ResearchBlogging.orgWhen I finished my PhD 15 years ago, the neurosciences defined the main function of brains in terms of processing input to compute output: “brain function is ultimately best understood in terms of input/output transformations and how they are produced” wrote Mike Mauk in 2000 (DOI: 10.1038/76606). Since then, a lot of things have been discovered that make this stimulus-response concept untenable and potentially based largely on laboratory artifacts.

For instance, it was discovered that the likely ancestral state of behavioral organization is one of probing the environment with ongoing, variable actions first and evaluating sensory feedback later (i.e., the inverse of stimulus response).
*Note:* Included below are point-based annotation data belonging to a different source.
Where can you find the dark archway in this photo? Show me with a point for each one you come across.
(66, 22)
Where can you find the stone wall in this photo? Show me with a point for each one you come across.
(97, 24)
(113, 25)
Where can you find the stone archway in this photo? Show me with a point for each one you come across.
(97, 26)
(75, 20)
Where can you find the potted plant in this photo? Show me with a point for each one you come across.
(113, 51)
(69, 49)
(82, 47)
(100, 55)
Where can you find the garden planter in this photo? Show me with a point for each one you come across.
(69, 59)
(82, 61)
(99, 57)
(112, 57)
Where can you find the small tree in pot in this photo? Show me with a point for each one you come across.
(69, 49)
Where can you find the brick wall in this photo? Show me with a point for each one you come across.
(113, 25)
It was found that even the most rigid and iconic of stimulus-response systems – spinal reflexes – still show rudiments of probing the environment with spontaneous, variable actions and evaluating the sensory consequences later. A recently discovered instance of a so-called ‘rare predator’ phenomenon exemplified that rigid stimulus-response coupling cannot be evolutionary stable:

Kevin Mitchell thus aptly referred to the hypothetical class of animals without unpredictability “lunch” (see his excellent article for a more verbose explanation). In humans, functional magnetic resonance imaging (fMRI) studies over the last decade and a half revealed that the human brain is far from passively waiting for stimuli, but rather constantly produces ongoing, variable activity (the so-called default mode network, DMN, in our resting state), and just shifts this activity over to other networks when we move from rest to task or switch between tasks. Tellingly, the variations in DMN activity account for a large part of our behavioral variability.
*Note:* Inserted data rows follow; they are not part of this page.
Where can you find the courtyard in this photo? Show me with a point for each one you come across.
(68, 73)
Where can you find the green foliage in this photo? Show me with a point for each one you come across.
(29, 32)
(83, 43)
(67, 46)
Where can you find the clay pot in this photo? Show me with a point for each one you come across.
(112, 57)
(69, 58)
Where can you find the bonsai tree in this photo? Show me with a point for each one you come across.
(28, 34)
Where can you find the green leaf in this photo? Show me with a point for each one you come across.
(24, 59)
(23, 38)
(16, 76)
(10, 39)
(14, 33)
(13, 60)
As one would expect, this dramatic shift in perspectives from input/output to output/input has led to a slew of recent publications which were not thinkable a mere 15 years ago. For instance, it was reported that rodent brains add variability to sensory input. In Aplysia, it was shown that such variability can be generated by balancing excitatory and inhibitory input, but also that individual neurons (see Fig. 4b) are capable of showing spontaneous variability in their firing patterns, even when they are isolated from the rest of the nervous system. In the most recent annual meeting of the Society for Neuroscience, where I usually only find very few presentations on ongoing activity and how it leads to variability, there now were several posters on exactly this topic, seemingly out of nowhere. The most recent publication is from an animal where the connectome is so dominated by feed-forward connections from sensory to motor neurons, that even today it would be difficult to imagine how the neurobiology underlying behavioral variability could be studied in such an animal, the nematode worm Caenorhabditis elegans: Feedback from Network States Generates Variability in a Probabilistic Olfactory Circuit.
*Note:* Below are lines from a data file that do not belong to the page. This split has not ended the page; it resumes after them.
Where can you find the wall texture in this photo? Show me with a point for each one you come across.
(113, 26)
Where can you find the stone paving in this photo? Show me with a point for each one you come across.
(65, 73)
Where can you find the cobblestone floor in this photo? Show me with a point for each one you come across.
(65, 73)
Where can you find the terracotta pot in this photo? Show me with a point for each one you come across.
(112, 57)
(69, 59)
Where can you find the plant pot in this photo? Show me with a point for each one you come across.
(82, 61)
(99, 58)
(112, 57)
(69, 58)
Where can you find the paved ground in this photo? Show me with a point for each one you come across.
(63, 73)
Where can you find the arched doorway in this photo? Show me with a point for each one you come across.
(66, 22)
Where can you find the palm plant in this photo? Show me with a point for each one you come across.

In this paper from the laboratory of Cori Bargmann, Gordus et al. look at a circuit in the C. elegans nervous system which controls reversal behaviors (Fig. 1). The main component of the system is a neuron called AVA. When AVA is active, the animal reverses its course. Sensory input to this neuron is provided by olfactory neuron AWC. For instance, if AWC is stimulated by an attractive odorant, it stops firing, such that AVA also stops firing, making reversals less likely. Two additional neurons are involved in this circuit, AIB and RIM, and the characterization of their role in the circuit was the main result of this publication.

Fig. 1: The C. elegans reversal circuit with the number of electrical and chemical synapses between each network component

Fig. 1: The C. elegans reversal circuit with the number of electrical and chemical synapses between each network component

The first interesting observation from the circuit connectivity is that there are more connections from the sensory neuron to the AIB interneuron than to the reversal neuron AVA. This would be a major head scratcher if the main function of nervous systems were to relay sensory information to motor centers, but if sensory input merely modulates ongoing activity, even in nematodes, then this doesn’t seem so surprising any more.

Contrary to the idea that a connectome dominated by feed-forward connections from sensory to motor areas implies that it mainly computes motor output from sensory input, also the nervous system of C. elegans is best characterized by constantly changing, ongoing activity, much like all the other nervous systems previously studied in this regard. Even the small circuit studied by Gordus et al. demonstrates that:

gordus_fig2

Fig. 2: Even in the absence of sensory stimulation in immobilized animals, the activity in the reversal circuit fluctuates constantly. The Y-axis depicts fluorescence as a measure of calcium levels (i.e., activity) in the neurons.

Interestingly, the neurons exhibit a sort of binary activity state, that for the most part is either on (neuron is active) or off (neuron is inactive):

Fig.: 3: The three neurons spend most of their time either in an 'off' dtate or in an 'on' state.

Fig.: 3: The three neurons spend most of their time either in an ‘off’ state or in an ‘on’ state, as can be seen from the probability (P) of fluorescence (F).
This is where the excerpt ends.